Sortir n’était clairement pas ce que Madison préférait depuis son arrivée il y avait presque un an à la Highgate. C’était encore plus vrai ces dernières semaines, depuis qu’elle avait acquit la certitude que la vie avait fait son nid au creux de ses entrailles… Toutefois Madison se montrait relativement inaccessible dernièrement pour les malades de l’épidémie qui frappait la communauté et elle savait que pour ne pas être jugé trop durement elle devait néanmoins agir… Avoir l’air de faire quelque chose au lieu de donner l’impression de simplement fuir les gens qui avaient besoin d’elle. De toute façon, pour être honnête : qu’aurait-elle pu faire ?

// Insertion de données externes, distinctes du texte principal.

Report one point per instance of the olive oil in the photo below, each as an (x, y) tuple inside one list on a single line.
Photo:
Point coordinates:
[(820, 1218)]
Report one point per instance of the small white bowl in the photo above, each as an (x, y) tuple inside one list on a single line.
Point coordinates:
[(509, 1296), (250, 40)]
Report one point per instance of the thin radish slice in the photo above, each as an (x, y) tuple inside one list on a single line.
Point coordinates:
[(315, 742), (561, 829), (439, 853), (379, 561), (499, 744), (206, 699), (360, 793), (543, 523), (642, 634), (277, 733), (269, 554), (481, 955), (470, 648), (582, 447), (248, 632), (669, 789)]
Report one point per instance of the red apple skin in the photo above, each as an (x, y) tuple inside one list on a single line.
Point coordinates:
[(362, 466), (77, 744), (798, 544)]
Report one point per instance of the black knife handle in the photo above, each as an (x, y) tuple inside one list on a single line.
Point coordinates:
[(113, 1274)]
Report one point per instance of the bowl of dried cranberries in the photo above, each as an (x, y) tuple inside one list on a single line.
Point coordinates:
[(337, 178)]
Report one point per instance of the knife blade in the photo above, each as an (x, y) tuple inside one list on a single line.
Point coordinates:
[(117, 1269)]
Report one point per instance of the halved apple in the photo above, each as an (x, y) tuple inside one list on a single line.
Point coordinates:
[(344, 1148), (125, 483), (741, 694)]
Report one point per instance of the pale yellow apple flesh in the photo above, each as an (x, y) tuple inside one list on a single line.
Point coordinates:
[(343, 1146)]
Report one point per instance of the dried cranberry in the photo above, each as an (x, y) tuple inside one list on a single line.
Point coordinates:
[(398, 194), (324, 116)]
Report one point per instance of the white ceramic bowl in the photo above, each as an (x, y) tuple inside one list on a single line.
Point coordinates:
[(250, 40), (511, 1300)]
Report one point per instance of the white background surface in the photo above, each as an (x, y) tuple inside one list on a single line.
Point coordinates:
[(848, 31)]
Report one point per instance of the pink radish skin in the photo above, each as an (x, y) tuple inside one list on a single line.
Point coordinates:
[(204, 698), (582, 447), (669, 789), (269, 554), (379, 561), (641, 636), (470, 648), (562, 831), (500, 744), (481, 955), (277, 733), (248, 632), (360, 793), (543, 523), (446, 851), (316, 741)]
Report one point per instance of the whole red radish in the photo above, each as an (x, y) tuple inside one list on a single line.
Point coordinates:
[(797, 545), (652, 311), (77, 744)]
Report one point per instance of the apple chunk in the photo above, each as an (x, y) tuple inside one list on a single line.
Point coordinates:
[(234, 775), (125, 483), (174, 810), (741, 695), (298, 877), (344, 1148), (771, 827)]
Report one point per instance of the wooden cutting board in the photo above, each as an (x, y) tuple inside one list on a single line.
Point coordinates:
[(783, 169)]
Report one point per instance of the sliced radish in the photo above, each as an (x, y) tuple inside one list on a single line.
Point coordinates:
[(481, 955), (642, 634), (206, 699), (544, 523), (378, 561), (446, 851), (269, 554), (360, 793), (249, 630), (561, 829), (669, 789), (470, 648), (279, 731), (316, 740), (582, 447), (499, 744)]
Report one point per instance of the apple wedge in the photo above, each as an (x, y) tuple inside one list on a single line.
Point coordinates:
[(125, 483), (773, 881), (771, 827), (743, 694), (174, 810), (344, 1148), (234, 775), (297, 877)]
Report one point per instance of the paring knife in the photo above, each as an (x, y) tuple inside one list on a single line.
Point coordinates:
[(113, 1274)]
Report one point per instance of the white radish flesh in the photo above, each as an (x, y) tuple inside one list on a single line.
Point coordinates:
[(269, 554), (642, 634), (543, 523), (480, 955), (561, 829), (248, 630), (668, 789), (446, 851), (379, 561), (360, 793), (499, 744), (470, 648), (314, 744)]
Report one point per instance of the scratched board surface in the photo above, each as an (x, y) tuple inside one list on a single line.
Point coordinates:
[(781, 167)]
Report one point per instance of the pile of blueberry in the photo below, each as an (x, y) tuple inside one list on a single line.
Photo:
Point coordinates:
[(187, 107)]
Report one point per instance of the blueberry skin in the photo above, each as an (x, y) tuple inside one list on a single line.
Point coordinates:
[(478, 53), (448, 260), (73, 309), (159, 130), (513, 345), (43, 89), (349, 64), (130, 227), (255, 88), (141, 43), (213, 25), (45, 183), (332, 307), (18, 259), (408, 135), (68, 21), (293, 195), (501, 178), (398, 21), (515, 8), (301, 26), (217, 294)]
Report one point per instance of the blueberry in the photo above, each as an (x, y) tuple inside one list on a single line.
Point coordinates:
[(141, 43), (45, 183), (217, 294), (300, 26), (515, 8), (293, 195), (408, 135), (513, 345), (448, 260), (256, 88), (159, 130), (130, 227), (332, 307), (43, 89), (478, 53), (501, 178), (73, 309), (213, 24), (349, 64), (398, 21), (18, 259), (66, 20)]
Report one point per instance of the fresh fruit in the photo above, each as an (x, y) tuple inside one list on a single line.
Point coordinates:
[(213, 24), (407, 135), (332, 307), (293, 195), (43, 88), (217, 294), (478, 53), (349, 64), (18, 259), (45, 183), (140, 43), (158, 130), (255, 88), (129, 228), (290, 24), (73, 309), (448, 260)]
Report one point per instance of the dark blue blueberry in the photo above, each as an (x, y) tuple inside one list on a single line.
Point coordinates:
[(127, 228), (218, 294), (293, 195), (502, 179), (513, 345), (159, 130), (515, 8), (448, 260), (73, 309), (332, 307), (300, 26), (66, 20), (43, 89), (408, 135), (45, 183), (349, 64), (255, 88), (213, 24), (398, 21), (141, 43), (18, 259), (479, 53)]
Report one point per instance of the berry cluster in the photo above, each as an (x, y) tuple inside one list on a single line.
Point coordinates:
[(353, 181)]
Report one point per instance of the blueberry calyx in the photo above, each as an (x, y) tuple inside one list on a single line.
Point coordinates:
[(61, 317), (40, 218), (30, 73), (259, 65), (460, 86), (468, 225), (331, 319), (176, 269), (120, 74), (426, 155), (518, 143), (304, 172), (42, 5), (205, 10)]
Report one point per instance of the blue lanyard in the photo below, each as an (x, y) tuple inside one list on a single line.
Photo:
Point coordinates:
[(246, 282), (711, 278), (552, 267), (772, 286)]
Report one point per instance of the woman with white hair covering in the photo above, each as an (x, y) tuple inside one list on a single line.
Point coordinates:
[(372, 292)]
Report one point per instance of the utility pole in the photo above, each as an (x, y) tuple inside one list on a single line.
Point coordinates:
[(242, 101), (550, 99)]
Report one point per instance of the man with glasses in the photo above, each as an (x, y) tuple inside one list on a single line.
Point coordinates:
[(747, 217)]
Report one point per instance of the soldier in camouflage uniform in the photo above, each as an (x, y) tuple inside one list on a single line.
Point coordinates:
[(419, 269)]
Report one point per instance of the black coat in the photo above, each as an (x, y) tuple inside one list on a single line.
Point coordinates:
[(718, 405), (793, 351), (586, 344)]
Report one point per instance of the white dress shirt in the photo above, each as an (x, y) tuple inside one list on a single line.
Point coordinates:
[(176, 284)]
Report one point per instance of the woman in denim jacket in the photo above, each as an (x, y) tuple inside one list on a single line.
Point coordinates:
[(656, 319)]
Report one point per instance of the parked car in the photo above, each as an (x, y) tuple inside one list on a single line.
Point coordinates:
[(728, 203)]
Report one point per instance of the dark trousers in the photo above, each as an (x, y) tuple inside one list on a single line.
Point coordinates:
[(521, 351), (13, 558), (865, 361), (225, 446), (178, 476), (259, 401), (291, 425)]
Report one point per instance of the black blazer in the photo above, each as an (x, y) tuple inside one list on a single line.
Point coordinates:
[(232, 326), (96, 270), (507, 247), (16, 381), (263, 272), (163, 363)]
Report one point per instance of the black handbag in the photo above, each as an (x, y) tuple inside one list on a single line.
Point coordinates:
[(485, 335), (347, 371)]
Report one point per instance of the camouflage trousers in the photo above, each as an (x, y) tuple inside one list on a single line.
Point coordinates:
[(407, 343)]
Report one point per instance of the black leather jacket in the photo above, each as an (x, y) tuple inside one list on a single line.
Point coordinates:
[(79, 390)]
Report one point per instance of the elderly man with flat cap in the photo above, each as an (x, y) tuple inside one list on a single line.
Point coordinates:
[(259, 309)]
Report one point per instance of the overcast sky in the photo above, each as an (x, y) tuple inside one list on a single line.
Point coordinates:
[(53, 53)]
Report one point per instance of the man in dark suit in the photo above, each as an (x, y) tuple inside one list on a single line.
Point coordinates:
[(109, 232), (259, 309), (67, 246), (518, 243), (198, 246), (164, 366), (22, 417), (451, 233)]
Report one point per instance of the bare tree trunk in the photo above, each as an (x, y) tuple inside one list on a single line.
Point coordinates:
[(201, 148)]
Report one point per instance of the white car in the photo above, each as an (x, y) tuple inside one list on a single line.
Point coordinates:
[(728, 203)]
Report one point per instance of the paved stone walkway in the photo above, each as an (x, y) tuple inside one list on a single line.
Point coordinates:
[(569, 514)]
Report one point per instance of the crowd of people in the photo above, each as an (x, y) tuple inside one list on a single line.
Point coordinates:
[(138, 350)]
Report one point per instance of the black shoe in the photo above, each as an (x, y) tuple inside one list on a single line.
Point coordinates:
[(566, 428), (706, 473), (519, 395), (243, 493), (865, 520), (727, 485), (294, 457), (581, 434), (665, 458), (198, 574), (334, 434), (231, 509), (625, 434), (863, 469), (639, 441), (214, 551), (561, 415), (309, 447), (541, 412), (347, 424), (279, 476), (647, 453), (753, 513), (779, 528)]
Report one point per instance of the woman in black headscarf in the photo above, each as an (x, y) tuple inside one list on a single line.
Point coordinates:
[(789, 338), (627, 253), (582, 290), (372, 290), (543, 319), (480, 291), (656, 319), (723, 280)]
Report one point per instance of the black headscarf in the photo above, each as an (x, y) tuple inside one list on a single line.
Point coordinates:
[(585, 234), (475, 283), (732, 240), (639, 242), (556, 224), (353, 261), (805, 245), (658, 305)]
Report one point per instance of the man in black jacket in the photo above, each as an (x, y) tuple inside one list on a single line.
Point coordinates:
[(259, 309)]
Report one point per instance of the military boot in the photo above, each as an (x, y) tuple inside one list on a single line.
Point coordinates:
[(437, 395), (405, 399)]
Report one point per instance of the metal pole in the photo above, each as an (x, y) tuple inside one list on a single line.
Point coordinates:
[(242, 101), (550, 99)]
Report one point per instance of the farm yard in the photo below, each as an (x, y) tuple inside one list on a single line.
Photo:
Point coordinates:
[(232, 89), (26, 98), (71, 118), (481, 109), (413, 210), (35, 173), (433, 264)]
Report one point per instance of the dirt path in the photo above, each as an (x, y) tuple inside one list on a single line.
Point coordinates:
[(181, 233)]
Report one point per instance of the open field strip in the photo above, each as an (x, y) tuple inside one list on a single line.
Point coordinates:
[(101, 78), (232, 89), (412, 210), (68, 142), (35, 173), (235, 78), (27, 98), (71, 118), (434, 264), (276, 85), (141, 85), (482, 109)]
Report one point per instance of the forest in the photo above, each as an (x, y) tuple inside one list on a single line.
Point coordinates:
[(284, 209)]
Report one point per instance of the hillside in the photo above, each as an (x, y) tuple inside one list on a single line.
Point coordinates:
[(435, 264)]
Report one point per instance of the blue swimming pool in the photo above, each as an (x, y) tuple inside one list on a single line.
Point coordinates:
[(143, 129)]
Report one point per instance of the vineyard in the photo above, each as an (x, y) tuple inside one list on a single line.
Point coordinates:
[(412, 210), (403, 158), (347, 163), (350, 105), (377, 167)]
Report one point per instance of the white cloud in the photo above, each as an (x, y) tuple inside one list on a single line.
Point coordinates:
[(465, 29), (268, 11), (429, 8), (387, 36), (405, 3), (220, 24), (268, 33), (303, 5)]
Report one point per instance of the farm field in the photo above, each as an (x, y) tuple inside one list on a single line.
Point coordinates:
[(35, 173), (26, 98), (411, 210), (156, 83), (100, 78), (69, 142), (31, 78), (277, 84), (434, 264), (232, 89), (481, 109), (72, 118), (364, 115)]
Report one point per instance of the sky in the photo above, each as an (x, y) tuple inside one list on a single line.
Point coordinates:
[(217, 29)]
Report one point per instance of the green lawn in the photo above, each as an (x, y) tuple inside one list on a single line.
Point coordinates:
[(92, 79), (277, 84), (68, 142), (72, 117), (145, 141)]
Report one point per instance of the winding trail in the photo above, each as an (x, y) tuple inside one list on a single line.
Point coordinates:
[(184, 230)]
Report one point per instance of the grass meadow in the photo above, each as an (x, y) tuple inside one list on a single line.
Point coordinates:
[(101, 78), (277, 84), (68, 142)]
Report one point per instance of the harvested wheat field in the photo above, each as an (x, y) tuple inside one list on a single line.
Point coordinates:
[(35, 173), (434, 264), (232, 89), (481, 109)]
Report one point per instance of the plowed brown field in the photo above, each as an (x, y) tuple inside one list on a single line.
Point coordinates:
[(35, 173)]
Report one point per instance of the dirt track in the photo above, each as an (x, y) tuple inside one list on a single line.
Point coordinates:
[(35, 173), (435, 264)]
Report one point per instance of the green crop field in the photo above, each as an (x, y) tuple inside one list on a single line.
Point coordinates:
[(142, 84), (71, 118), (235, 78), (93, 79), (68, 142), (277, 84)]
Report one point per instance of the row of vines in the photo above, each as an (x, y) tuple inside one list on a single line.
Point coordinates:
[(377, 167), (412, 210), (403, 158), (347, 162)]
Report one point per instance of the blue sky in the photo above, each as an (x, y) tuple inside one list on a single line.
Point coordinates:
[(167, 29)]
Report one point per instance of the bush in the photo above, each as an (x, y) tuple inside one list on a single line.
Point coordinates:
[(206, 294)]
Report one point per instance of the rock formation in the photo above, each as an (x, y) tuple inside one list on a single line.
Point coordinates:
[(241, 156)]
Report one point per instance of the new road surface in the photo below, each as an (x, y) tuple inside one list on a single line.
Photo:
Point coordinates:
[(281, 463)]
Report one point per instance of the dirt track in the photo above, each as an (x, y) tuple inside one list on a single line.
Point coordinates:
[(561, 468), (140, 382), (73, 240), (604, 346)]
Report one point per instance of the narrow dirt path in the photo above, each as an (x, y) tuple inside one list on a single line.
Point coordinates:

La plupart des patients voyait leur état stagner et pas forcément de la bonne façon. D’autres avaient vu leur état empirer sans qu’ils ne comprennent pourquoi et quelques rares se sentaient mieux sans qu’on sache ce qui avait permit ce petit miracle. Madison en avait conclu d’ailleurs qu’il s’agissait simplement d’une question de métabolisme… Si seulement ils avaient pu faire des examens sanguins digne de ce nom… Et toute une batterie de test autrefois si facile, si anodine, qu’en être privé aujourd’hui lui donnait toujours un peu le vertige.

Bref. Cette situation expliquait qu’elle soit sortit de l’enceinte fortifiée de la Highgate. Elle n’était pas seule, puisque la défense n’était clairement pas son fer de lance… Mais son accompagnateur, après avoir vérifié que les lieux étaient sécurisés et après lui avoir fait ses recommandations, était partit faire son tour de son côté, au cas où il trouverait quelque chose à ramener en ville…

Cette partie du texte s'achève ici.